The level of depth is too much for a 9+ audience if the comments of confusion around me (dual casting is tough for a lot of adults) are anything to go by and a bit pretentious and dull for an adult. Children don’t need to be pandered to with childish fairy tales but many in the audience will be new to theatre, they need to be interested and clear on what is happening, not confused to the point where they decide to make up their own (sometimes better) conclusions.

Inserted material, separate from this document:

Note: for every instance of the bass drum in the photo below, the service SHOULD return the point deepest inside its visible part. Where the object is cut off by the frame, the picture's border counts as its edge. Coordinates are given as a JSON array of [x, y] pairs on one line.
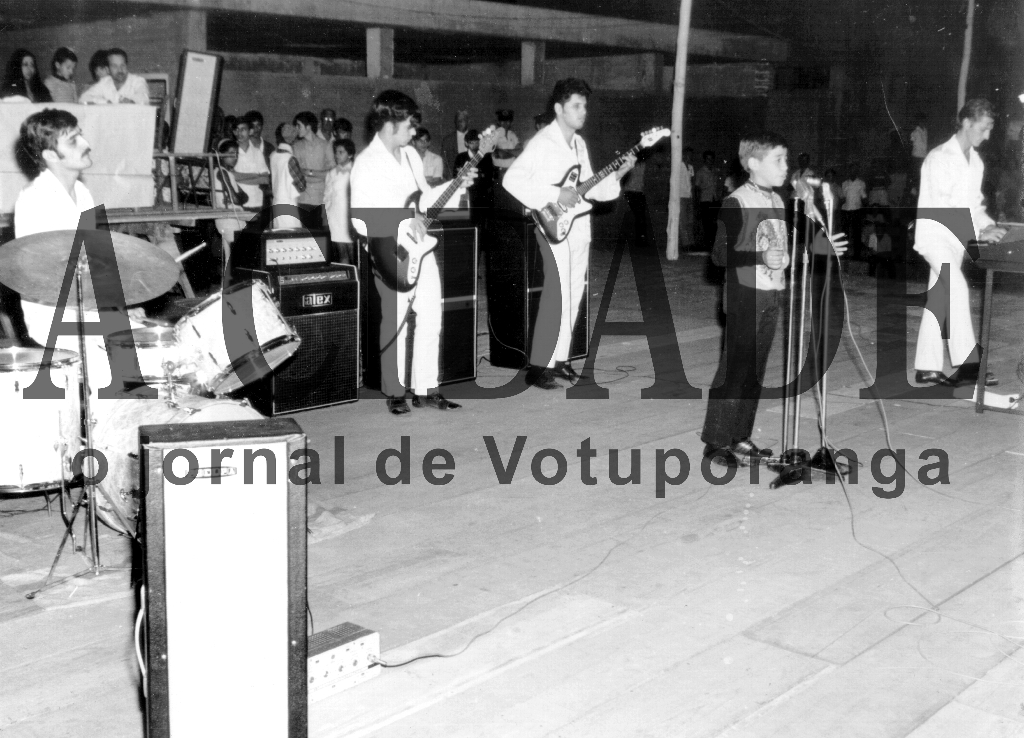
[[116, 434]]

Much of the action takes place in a bedroom where 4 children spend their long days with Sandy (Amalia Vitale ), their dog, dealing with parents breaking up, new step-siblings, parental illness and parental abandonment. As Lucy points out the holiday is for the parents to get away from their excitable Tween children. Where it shines and manages to keep all ages engaged is where the child actors do a play about the demise of bees and the loss of a parent. It is fun, silly and the young cast are clearly directed to enjoy themselves (Ethan Dattani, Nekisha Eric, Rowan Davies-Moore and Emilija Trajkovic) with Chloe Lamford’s flowery fantasy set dominating and Zoe’s Spurr’s lighting working in both the bedroom and children’s play scenes. Vitale gives an excellent supporting performance to both the adult and child cast throughout the production but it is a long and complex build up. It takes so long to get to this point that it feels like a second play rather than the conclusion to this production.
There isn’t a bad performance from any of the cast, I particularly enjoyed Dubois and Colins as the young girls that often clash but ultimately have a strong friendship amongst the chaos of their home lives but my issue was I questioned how suitable this was for the age group, not so much the subject matter but the language used (are all parents happy with a play using the word ‘Bastard’?) and the fact that you can write plays where children take on a lot of stage time (Notting Hill Gate’s Medea for example) that the casting of adults felt unnecessary.
It felt indulgent from Crouch, particularly the early stilted direction, the use of Radiohead’s Creep and it ultimately felt like the child-friendly element was the last minute concession to get it on at the Unicorn amongst a play that would work at the Royal Court but just isn’t engaging enough for adults and children alike for much of the time and I wish the playful element had been consistent because the emotional aspects failed to hit the mark.